Textilien können nach alter Technologie besonders intim sein. Kleidung signalisiert oft etwas, das der Träger mitteilen möchte, oder zeigt, was eine Kultur wert ist. Für Pointer bedeutet dies, dass Kleidung „eine hervorragende Möglichkeit ist, eine Diskussion darüber zu beginnen, was wir möglicherweise mit diesen Vorfahren gemeinsam haben oder nicht, auch wenn wir über viele dieser Zeiträume große Wissenslücken aufweisen.“ Vermutungen seien unvermeidlich, und spätere Untersuchungen könnten manchmal ergeben, dass eine vorherige Rekonstruktion völlig falsch ist. Aber der Prozess selbst ist eine Erinnerung daran, wie alte Menschen ihre Zeit verbrachten oder sogar ihr Jahr zwischen Pflanzen und Ernten aufteilten und in den kälteren Monaten Innenhandwerk bauten.

Pointer fand diese Socken ansprechend, weil sie „fröhlich gestreift“ waren und weil Referenzbilder von ihnen leicht zugänglich waren.

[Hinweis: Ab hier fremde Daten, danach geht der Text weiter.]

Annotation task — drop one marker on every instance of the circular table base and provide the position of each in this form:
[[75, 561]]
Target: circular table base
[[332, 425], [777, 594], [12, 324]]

Diese ermöglichten es Pointer, die Streifen und Proportionen zu skalieren, auch wenn sie nicht das anstrebte, was sie "Stich für Stich genaue Replik" nennt.

Um diese Socken herzustellen, schlang sie Wollgarn um eine einzelne Nadel und ahmte die Strategie nach, einen Zeh nach dem anderen zu machen. (Dies war jedoch nicht das erste naalbindende Rodeo von Pointer, da sie auch die Technik verwendete, um solche im Stil der Wikingerzeit herzustellen.) Der Vorgang, eine Tasse für den einsamen großen Zeh zu machen, eine größere für die anderen Sie zusammenzufügen "ist der praktischste Weg, sie herzustellen", sagt sie. „Die meisten frühen Gegenstände wie dieser zeigen eine sehr logische Herangehensweise an das Bauen, wenn man genau hinschaut.“

Die fertigen Socken hängen in der Schachtel mit den Mustern der Zeigerwagen zum Unterricht und werden sich in ein paar Monaten als nützlich erweisen, wenn ihre anfänglichen naalbindenden Schüler die Gelegenheit haben, sich ihr sehr, sehr altmodisches Handwerk genauer anzuschauen .

Pointer weiß, dass ihre Strickprojekte keine perfekten Portale für die Vergangenheit sind. „Egal wie genau unsere Rekonstruktionen sind, es wird immer viele Aspekte der Denkprozesse, Hintergrundfähigkeiten, Beweggründe bei der Auswahl von Materialien oder Techniken des Originalherstellers oder einfach nur die Stimmung an einem bestimmten Tag geben, die wir nicht verstehen können“, sagt sie . "Aber Dinge mit Methoden zu machen, die heutzutage weitgehend vergessen sind, kann uns einen unglaublichen Einblick in die relativen Fähigkeiten, den Zeitaufwand und den wahrgenommenen" Wert "eines Gegenstands geben, der schwer zu erfassen ist, wenn man ihn nur ansieht." Zieh heute eine Socke aus deiner Schublade.